Reviewed by Matthew Dougall January 2018


This was an evening of 8 short plays very much in the style of a J B Shorts evening, performed on a mostly bare stage with a minimum of set, props and costuming, meaning that the turnaround between plays was swift and efficient.


This though was Baps Theatre; a company run by three actresses living and working in Greater Manchester, and this was their paean to the creativity and talent of the North West of England. All the writers, directors and actors in the 8 plays we saw all haled from the region, and proved beyond doubt that this region is teeming with talent.


The evening starts with a wake, with the family gathering round the coffin in the living room and ends with Baps's own Sophie Ellicott and Louise Wilson in a comedic two-hander which sees the spiritualist 'help' one of her clients quite accidentally. Surprisingly though for an evening such as this, there was much more drama and pathos than real comedy; not that that was a bad thing, on the contrary, it worked well and there really was something for everyone in the chosen plays.


The evening felt a little long; in fact wasn't over until 10:15pm, which did slightly put a damper on the euphoria, but otherwise the plays and the production as a whole was a resounding success. Obviously when there is such an eclectic mix of writing and performing styles, some plays are going to appeal to some people much more than others, and for me there were three stand-out pieces.


The first of these came at the end of the first act, and was a beautifully observed and hilarious look at modern healthy society through the eyes of two burly workmen, called 'Tea For Two' by Joe West and beautifully directed by Emma Bird. The two workmen Simon and Gary were given a enjoyably real and empathetic lease of life by Leo Arkin and Paul Wilson.


The second half was definitely better and slicker than the first in general, and also had my other two favourite plays in there. 'Constitutional' by Ian Gray was a superbly written and excellently measured monologue portrayal of an elderly widower sitting in his living room and telling a story of when he went for a walk by the lake and saw a young female decomposing dead body in the bushes. This gentle comedy takes you wonderfully on this journey with him, and yet all the time we never really quite know whether or not he is actually talking to real people or hallucinating, such was the genius of the writing. Even at the very end, a superb tag-line, we were still not sure of either his mental state or his culpability. Royston Mayoh's sensitive and human portrayal of early-stage dementia was utterly realistic, and combined with excellent direction by John Tueart this was the best play of the evening.

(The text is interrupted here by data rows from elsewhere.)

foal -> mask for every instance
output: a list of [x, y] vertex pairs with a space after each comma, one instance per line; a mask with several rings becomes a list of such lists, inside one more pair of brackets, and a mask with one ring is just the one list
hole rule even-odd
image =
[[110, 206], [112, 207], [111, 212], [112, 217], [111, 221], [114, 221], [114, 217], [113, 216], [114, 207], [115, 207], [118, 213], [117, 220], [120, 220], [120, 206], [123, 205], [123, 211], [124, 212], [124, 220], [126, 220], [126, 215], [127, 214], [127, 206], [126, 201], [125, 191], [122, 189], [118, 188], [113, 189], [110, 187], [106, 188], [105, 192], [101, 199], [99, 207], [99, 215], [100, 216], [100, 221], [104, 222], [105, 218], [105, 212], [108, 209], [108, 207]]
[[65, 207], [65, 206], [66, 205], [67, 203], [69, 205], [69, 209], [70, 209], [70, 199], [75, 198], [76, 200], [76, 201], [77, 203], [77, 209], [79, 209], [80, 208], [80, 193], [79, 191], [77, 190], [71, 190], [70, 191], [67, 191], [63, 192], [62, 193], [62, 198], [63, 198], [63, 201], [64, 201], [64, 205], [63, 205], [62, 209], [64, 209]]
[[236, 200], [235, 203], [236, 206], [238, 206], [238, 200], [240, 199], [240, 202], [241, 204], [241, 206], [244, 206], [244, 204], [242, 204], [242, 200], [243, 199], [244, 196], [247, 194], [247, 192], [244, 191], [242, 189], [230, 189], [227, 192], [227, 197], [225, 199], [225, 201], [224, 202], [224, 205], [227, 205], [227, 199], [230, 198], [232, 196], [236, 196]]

Finally my third favourite came from the pen of Jayne Marshall, who confesses not to be very comfortable when writing comedy and yet all the plays I have thus far seen of hers, and I've seen quite a few, have elements of wonderfully measured and observed comedy in them. This play, 'Common Ground' was no exception. We see Sarah (Sophie Tolland) waiting at Manchester airport baggage claim for her suitcase which has been lost en route from Spain. She is obviously upset as she comfort drinks and eats, and then, as she decides that this is the right moment for her latest vlog she starts telling the camera perhaps a little more than she would have done had she not been emotionally disturbed. Again, superb acting from Sophie and tight directing by Patrick McConnell made this piece immensely watchable and relatable.

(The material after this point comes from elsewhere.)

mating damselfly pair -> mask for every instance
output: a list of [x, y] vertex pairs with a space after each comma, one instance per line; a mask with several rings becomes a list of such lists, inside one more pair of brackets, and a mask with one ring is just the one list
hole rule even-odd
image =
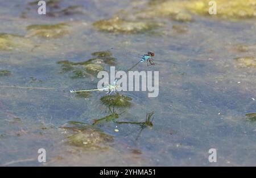
[[[121, 51], [117, 48], [111, 48], [110, 50], [118, 50], [118, 51]], [[140, 55], [136, 52], [130, 52], [129, 51], [125, 51], [125, 52], [122, 52], [122, 55], [128, 56], [129, 57], [133, 57], [134, 58], [137, 58], [139, 59], [138, 61], [133, 65], [131, 67], [129, 68], [129, 69], [125, 71], [126, 73], [129, 71], [131, 71], [137, 65], [140, 63], [143, 63], [145, 61], [147, 63], [147, 66], [154, 65], [155, 64], [155, 60], [153, 57], [155, 56], [155, 53], [153, 52], [148, 51], [147, 53], [144, 55]], [[123, 57], [123, 55], [122, 56]], [[118, 86], [117, 85], [117, 82], [119, 78], [115, 78], [113, 84], [109, 84], [107, 86], [102, 87], [101, 88], [95, 88], [95, 89], [79, 89], [79, 90], [70, 90], [71, 93], [79, 93], [79, 92], [94, 92], [94, 91], [108, 91], [107, 94], [111, 94], [113, 92], [116, 92], [117, 88]]]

One thing I will say though in general was that during some of the plays I had difficulty in hearing. I wasn't the only one to remark on this either. The theatre at 53Two is not a large one, and projecting a voice to the back of their auditorium is by no means a big ask; however, it seemed that several of this evening's cast were unable to do so, and as such I missed some of the quieter sections of speech. That was such a shame, when the evening was so well put together and produced in every other respect.